Però c’è stato anche un
rovescio della medaglia: ritrovarselo da avversario dopo averlo lanciato nel
grande calcio. Che dolori! “Dicevo ai miei giocatori di anticiparlo
sempre se no non l’avremmo mai presa anzi, se no sarebbe stato meglio chiedere
all’arbitro di anticipare il triplice fischio – continua ridendo l’allenatore
classe ’37 -. Ci faceva soffrire
(ride di nuovo, ndr)! Francesco era un
giocatore fuori dalla norma e non esiste qualcun altro che avesse potuto
indossare per tutta la vita quella maglia come ha fatto lui. Per l’affetto che nutro verso lui e verso Roma, penso abbia fatto
bene a rimanere giallorosso a vita”.
Mai banale, Sor Carletto.
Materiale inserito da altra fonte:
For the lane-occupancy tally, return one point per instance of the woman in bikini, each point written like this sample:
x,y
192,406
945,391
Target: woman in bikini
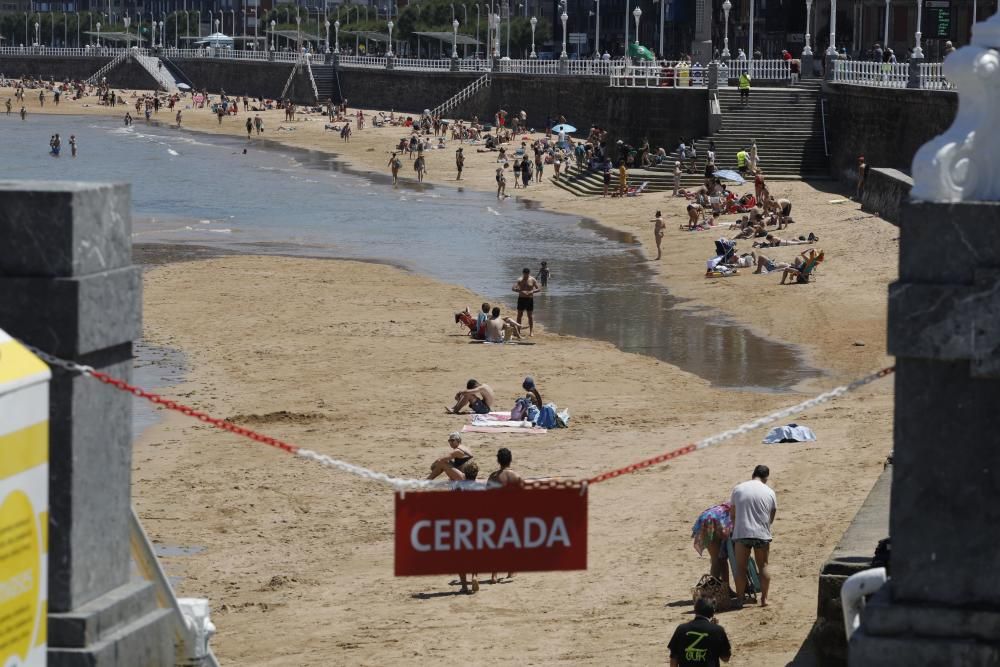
x,y
451,464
Tanto da
ribadire ulteriormente tutto il proprio rammarico per come sia andata a finire
tra Totti e la Roma, prima di salutarci. “Avrebbe dovuto decidere lui in tutta
serenità senza che qualcun altro decidesse per lui. Non so che farà ma per il futuro gli auguro
di continuare ad essere felice nel mondo del calcio e di ottenere il rispetto
che merita”. E ovviamente manifestare ancora una volta tutto il proprio
affetto: “Col tempo ho capito sempre più
quanto Francesco sia una persona ammirevole: merita che tutti i suoi sogni
possano realizzarsi. E vi dirò di più: non
lo dimenticherò mai così come non dimenticherò mai tutte le immense
soddisfazioni che abbiamo condiviso”. Perché per Mazzone Totti era, è e
sarà sempre come un figlio. E guai a chi glielo tocca, ancora oggi.